美留世達は私達の正体を知ると、手のひらを返したかのように平謝りしていた。


「とにかく、この方達に危害を加える事は許しませんよ!貴女達はさっさと消えて下さい!」


「でっ...ですが...」


「聞こえなかったのかしら⁉」


「はっ...はい‼本当に申し訳ございませんでしたああぁぁぁぁ‼」


私の言葉を聞くと美留世と取り巻き達は蜘蛛の子を散らすかのように逃げ出した。


(はぁ...何とか上手く止める事ができたね...)


私が安心していると、


「あの‼助けてくれてありがとうございました!」


助けた女の子の一人がお礼を言ってきた。


「いえ、気にしないでください。当たり前の事をしただけですから。」


「はっ...はい‼」


そう言うと私に話しかけた女の子は嬉しそうにしている。


だが、もう片方の女の子は...


「ふん!あんた達も貴族でしょ?私はあんた達なんか信用しないんだから‼」


『『なっ......』』


どうやら心の底から貴族を嫌ってるみたいだ。何か嫌な思い出でもあるのかな?


「ちょっと‼蛇茨じゃばらちゃん!助けてもらってそんな態度は...」


「あのさ、姫由良ひゆら‼貴女は何でこんな簡単にこの人達を信じられるのよ‼」


(ん?蛇茨に姫由良⁉という事はこの二人はまさか‼)


私は二人の下の名前に心当たりがありすぎた。まぁ、でも人違いかもしれない。いや、そうであってほしい。なので一応聞いてみる事にした。


「失礼ですが名前を聞いてもよろしいですか?」


「えっと、兼藤姫由良かねふじひゆらです!」


「...大坪蛇茨おおつぼじゃばらよ。」


(やっぱりー‼)


これでこの二人の正体は確定だ。兼藤姫由良と大坪蛇茨、この二人はミラピュアではヒロインの親友なのだ。家族設定などはヒロインが選んだルートによって多少変わってくるが、初等部から長年貴族に虐げれたという経緯は一緒だ。

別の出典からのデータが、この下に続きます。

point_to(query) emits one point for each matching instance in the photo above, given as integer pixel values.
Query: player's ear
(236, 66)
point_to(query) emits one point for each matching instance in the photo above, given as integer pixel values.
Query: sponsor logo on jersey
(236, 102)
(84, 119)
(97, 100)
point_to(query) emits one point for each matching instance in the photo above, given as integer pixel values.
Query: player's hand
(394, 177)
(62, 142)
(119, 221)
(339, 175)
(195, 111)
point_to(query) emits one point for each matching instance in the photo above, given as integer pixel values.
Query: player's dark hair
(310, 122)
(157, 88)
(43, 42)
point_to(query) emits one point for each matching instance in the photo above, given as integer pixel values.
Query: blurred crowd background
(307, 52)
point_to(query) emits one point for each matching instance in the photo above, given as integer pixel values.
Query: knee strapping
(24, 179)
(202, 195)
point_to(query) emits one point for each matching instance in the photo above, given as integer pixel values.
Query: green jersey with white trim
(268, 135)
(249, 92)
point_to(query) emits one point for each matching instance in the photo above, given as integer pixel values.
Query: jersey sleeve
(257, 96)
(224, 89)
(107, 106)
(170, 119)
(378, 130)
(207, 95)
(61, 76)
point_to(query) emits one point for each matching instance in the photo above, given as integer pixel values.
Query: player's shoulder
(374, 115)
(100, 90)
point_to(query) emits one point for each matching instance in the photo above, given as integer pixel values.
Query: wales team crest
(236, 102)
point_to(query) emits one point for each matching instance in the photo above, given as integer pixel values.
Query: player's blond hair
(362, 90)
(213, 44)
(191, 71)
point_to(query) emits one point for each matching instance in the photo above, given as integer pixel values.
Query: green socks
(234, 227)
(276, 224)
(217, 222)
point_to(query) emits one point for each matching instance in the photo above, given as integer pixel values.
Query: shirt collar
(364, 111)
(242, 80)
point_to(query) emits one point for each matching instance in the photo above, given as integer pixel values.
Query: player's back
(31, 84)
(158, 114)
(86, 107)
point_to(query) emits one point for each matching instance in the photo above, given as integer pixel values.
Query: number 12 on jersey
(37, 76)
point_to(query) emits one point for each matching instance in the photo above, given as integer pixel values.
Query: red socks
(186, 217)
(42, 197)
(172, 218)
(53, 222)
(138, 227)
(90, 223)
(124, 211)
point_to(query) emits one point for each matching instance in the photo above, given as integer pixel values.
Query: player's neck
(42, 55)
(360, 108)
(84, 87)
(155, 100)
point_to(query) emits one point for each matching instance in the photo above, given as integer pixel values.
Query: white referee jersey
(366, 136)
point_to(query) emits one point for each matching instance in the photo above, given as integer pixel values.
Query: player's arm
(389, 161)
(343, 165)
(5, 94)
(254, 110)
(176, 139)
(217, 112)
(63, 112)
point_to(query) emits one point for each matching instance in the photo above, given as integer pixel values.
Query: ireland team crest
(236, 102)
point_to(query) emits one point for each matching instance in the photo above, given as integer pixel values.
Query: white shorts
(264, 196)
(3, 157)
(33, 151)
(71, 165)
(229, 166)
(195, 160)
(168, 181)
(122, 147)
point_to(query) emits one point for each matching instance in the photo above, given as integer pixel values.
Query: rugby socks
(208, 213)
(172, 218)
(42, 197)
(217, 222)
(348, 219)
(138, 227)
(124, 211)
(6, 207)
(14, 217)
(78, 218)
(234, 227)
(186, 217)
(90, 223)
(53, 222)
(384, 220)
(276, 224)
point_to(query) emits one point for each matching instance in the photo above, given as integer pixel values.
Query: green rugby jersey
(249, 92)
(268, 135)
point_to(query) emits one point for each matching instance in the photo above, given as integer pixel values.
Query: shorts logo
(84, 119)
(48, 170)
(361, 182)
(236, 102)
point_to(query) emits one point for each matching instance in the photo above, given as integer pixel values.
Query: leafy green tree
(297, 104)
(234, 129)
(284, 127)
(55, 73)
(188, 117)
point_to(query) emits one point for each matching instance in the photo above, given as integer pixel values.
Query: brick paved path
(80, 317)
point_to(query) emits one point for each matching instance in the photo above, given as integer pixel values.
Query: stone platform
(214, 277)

後にこの二人は一般家庭出身の者達を反貴族でまとめる事に成功し、ヒロインと攻略対象の後方支援を行う。


あるルートではそれが最後の最後で大逆転勝利に繋がったのだからとても侮れないコンビだ。私はこの二人の事をすっかり忘れていた。一応、二人は初等部から入学したという設定はあったのだがゲームでは初等部の出来事が回想シーンぐらいでしか登場しなかったからだ。


(となると、今のうちに仲良くなる必要があるね。)



「姫由良ちゃん、蛇茨ちゃん、もし良ければこの岩倉玲奈とお友達になってくれませんか?」


『『えっ⁉』』


まぁ、いきなりそんな事言われたら固まるよね。しかも憎んでる貴族からなら尚更だ。


「私で良ければぜひ‼」


「ちょっ...姫由良‼正気?」


「断言できるよ‼この人達は他の貴族の方とは違う!じゃなきゃ私達を助けたりしないもん‼」


姫由良ちゃんが必死に蛇茨ちゃんに訴えかけてる姿が可愛らしくて仕方ない。実は姫由良ちゃんは前世の私の推しキャラの一人なのだ。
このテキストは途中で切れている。